Reporters Without Borders Issues 'Enemies of the Internet' List
by Clothilde Le Coz, April 5, 2010
On March 12, 2010, Reporters Without Borders celebrated World Day Against Cyber Censorship. The goal of the event was to rally everyone in support of a single Internet that is unrestricted and accessible to all. It is also meant to draw attention to the fact that, by creating new spaces for exchanging ideas and information, the Internet is a force for freedom. However, more and more governments have realized this and are reacting by trying to control the Internet.
Reporters Without Borders issued its latest list of Enemies of the Internet. This list points the finger at countries such as Iran, China, Saudi Arabia, Vietnam and Tunisia that restrict online access and harass their netizens. A list of countries that have been placed "under surveillance" for displaying a disturbing attitude toward the Internet was also released. We can of course easily figure out that China and Iran will once again have one of the worse scores in terms of Internet freedom.
What Does Internet Enemy Mean?
Two main criterias have been selected to define a country as such. First, we count the number of netizens arrested, harassed or threatened in the past year. As of now, more than 100 of them are in jail because of their online activities. The biggest prison for cyber-dissidents by far is China, with 72 of them behind bars, mostly charged with "divulging state secrets abroad." The Chinese authorities have quickly forgotten that the Internet is supposed to have no geographical borders.
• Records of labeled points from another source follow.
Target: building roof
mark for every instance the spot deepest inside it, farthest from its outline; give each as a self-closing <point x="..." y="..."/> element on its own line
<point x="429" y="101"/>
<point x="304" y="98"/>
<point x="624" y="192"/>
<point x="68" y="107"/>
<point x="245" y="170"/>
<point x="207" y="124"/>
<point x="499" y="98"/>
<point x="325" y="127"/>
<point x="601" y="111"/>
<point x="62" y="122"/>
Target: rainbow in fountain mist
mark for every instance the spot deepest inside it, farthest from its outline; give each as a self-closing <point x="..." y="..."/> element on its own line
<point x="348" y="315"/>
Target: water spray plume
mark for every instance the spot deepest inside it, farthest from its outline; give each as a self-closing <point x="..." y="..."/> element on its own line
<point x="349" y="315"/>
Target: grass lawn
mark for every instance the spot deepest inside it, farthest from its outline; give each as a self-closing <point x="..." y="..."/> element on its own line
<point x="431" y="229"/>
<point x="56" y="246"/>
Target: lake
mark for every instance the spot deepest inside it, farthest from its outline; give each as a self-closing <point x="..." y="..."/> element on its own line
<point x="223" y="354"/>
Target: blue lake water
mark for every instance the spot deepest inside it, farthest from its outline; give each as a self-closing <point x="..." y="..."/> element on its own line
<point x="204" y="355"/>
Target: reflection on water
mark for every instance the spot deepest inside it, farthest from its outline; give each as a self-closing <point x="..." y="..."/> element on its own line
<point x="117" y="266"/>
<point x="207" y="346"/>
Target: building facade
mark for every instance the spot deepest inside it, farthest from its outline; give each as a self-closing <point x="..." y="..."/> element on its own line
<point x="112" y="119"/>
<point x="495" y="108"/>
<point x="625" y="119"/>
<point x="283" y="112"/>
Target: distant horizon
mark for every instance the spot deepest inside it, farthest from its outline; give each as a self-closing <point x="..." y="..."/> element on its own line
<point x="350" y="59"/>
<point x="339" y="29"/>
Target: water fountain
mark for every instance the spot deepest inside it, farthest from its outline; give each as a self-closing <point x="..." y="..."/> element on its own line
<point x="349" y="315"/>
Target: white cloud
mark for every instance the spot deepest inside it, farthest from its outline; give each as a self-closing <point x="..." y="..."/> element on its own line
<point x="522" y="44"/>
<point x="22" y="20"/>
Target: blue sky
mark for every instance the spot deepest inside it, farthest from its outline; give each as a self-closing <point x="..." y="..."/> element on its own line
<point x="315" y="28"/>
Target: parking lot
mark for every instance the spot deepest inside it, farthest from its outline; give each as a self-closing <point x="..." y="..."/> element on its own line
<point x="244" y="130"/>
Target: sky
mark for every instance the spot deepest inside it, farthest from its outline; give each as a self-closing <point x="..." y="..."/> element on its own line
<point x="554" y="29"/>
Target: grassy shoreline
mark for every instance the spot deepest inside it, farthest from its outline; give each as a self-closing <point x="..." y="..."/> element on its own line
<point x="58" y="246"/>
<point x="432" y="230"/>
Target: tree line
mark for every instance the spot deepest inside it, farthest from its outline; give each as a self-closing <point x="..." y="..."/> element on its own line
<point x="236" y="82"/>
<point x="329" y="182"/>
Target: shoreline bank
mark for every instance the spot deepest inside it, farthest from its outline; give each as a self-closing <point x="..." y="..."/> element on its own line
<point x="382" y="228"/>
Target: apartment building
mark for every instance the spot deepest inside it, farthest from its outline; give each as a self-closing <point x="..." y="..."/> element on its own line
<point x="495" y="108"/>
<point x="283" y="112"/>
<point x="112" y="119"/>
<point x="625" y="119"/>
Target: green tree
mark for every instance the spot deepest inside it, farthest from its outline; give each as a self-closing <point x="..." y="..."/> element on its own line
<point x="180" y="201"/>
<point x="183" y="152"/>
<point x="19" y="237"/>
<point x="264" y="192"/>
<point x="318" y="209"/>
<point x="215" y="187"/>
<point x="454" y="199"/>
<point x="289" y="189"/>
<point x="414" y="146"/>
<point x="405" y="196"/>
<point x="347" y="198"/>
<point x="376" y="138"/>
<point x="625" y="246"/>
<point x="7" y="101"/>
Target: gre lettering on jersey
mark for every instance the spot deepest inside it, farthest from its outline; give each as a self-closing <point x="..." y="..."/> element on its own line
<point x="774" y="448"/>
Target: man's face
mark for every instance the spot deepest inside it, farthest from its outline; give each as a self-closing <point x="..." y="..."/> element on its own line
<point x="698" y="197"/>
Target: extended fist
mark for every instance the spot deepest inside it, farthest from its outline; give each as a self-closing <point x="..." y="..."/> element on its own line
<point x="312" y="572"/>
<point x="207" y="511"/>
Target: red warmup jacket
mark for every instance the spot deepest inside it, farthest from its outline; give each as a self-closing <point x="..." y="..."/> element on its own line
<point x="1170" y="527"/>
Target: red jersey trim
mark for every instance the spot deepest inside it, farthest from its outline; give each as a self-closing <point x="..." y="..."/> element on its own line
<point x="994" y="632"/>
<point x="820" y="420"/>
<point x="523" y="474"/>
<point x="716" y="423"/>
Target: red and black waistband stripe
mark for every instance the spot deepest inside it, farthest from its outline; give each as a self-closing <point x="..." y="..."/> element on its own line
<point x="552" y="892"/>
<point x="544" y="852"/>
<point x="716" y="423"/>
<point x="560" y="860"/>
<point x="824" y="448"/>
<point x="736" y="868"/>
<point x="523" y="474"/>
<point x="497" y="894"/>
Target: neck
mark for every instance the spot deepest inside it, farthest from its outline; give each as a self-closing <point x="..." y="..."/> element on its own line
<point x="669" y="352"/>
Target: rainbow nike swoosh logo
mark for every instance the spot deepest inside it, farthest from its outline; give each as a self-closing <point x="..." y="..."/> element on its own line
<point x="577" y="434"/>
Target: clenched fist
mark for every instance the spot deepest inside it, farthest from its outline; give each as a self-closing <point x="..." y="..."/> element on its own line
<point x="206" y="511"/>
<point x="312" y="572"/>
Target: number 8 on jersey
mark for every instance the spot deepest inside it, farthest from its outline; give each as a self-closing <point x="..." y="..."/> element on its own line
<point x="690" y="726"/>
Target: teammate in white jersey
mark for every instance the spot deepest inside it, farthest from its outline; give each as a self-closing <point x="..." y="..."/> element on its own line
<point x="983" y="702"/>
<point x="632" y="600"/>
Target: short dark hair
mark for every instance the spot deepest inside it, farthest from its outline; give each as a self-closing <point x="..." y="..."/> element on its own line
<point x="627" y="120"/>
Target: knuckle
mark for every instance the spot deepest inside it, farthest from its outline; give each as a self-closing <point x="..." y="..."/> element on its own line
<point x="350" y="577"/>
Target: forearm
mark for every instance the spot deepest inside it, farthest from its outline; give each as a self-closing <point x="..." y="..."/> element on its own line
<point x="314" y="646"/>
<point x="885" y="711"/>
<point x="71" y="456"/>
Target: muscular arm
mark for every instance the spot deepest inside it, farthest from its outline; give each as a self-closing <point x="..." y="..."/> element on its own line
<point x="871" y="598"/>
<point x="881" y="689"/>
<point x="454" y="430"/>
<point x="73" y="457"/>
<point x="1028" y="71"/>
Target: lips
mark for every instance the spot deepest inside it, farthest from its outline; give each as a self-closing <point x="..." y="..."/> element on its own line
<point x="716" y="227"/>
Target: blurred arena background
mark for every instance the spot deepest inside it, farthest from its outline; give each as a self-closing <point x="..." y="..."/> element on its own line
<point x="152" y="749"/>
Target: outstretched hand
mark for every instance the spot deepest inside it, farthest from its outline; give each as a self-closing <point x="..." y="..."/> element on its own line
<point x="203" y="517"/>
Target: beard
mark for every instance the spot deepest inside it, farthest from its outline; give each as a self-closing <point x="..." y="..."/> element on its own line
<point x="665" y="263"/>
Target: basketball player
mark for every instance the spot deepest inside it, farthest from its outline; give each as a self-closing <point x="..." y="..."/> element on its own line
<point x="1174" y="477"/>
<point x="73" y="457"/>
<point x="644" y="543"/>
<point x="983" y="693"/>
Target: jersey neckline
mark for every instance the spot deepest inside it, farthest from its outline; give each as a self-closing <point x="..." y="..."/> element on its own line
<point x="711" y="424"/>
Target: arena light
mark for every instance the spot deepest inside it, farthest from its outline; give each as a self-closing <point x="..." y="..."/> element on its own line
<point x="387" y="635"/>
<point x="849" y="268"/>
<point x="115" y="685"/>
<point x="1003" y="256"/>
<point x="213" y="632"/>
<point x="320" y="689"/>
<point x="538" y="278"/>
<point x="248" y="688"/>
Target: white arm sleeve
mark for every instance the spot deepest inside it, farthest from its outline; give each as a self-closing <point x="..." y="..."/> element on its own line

Then, RSF looks at the way that governments monitor the Internet and limit access. For example, Iran has been censoring millions of web pages and limiting the connection speed to make the information less accessible, especially when it comes to the protest movement after elections last year.
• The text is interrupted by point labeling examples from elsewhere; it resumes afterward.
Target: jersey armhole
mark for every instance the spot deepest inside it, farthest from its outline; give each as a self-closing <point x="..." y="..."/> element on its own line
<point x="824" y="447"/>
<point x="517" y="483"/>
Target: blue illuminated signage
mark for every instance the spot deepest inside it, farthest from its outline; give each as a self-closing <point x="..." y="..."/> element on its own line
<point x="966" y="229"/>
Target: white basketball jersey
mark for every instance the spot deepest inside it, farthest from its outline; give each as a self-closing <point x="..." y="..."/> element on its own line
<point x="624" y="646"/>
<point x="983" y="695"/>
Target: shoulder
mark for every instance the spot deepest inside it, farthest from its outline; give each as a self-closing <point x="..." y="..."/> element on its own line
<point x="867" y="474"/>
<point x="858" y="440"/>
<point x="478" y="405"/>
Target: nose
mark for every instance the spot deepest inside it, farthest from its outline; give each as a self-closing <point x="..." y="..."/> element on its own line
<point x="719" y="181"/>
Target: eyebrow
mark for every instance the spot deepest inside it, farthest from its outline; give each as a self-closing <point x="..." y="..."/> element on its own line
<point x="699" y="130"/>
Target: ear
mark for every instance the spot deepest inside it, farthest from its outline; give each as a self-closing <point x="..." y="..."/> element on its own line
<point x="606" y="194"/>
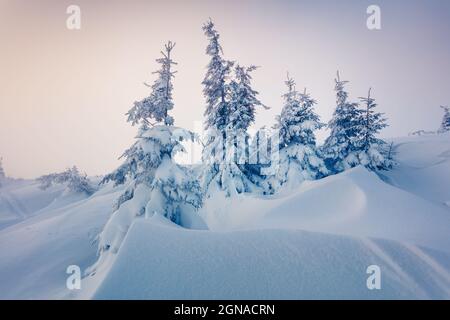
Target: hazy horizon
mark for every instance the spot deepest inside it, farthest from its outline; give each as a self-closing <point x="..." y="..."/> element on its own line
<point x="65" y="92"/>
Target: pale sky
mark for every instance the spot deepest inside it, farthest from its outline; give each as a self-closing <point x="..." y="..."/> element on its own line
<point x="64" y="92"/>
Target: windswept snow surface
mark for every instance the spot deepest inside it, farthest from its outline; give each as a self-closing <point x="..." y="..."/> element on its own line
<point x="313" y="242"/>
<point x="36" y="251"/>
<point x="268" y="264"/>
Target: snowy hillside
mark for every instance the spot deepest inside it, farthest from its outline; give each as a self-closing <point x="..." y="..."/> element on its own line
<point x="312" y="242"/>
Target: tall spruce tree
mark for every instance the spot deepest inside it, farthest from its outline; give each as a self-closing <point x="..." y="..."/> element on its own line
<point x="339" y="149"/>
<point x="230" y="110"/>
<point x="299" y="158"/>
<point x="156" y="183"/>
<point x="445" y="124"/>
<point x="373" y="152"/>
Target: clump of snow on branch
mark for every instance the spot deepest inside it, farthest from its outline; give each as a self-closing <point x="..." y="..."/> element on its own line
<point x="75" y="181"/>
And this year, Reporters Without Borders also chose to award the first "Netizen Prize," with support from Google. The prize was awarded to the Iranian women's rights activists of the Change for Equality website, which has made a notable contribution to the defense of online freedom of expression. This is also a way to show that Internet firms are aware of the role they play abroad, especially in countries where the Internet access is restricted.
Google raised awareness of the issue when it announced that it would not censor its search engine results on Google.cn. But this decision also showed that Internet firms doing business in such repressive countries need protection from their own government. Another U.S. company, GoDaddy, announced during a U.S. Congressional hearing that it will stop selling websites with Chinese domain names (those ending in the .cn suffix) because of the controls being demanded by Chinese authorities.
What about the U.S.?
Besides the involvement of Internet firms in repressive countries that help local governments censor online information or restrict the access to it, the U.S. government is not reproach-free when it comes to online free speech.
First, the whole process of adopting a federal shield law to protect reporters' sources has slowed down because of a "blogger issue." The House version of the bill, adopted in April 2009, excludes many bloggers from its protection, limiting the shield to those who gather or report news "for a substantial portion of the person's livelihood or for substantial financial gain." The Senate version has oscillated, with amateurs getting cut in September 2009 and added back in November in a version that looks to the function of disseminating news to the public rather than pay status. And when the bill passed out of the Senate judiciary committee in December, there was an abortive attempt to take non-professionals out again, but it failed.
The U.S. also has had trouble protecting Net neutrality. It is a principle that advocates no online restrictions on content, sites or platforms; on the kinds of equipment that may be attached; on the modes of communication allowed; as well as communication that is not unreasonably degraded by other traffic. Although President Obama took a very clear stance on Net neutrality on February 1, saying that he was a "big believer in Net neutrality," the Obama administration and its allies at the Federal Communications Commission are retreating from a militant version of Net neutrality regulations. This Net neutrality issue, if not adopted, will directly affect the way the information is selected on the web and therefore accessible to the reader.
When it comes to Internet freedom, restricted online access is not necessarily linked to the most repressive regimes. Preserving online free speech and access to online information should be a top priority for the American government, as a pioneer of the Internet and its regulation.
United Arab Emirates
Clothilde Le Coz has been working for Reporters Without Borders in Paris since 2007. She is now the Washington director for this organization, helping to promote press freedom and free speech around the world. In Paris, she was in charge of the Internet Freedom desk and worked especially on China, Iran, Egypt and Thailand. During the time she spent in Paris, she was also updating the "Handbook for Bloggers and Cyberdissidents," published in 2005. Her role is now to get the message out for readers and politicians to be aware of the constant threat journalists are submitted to in many countries.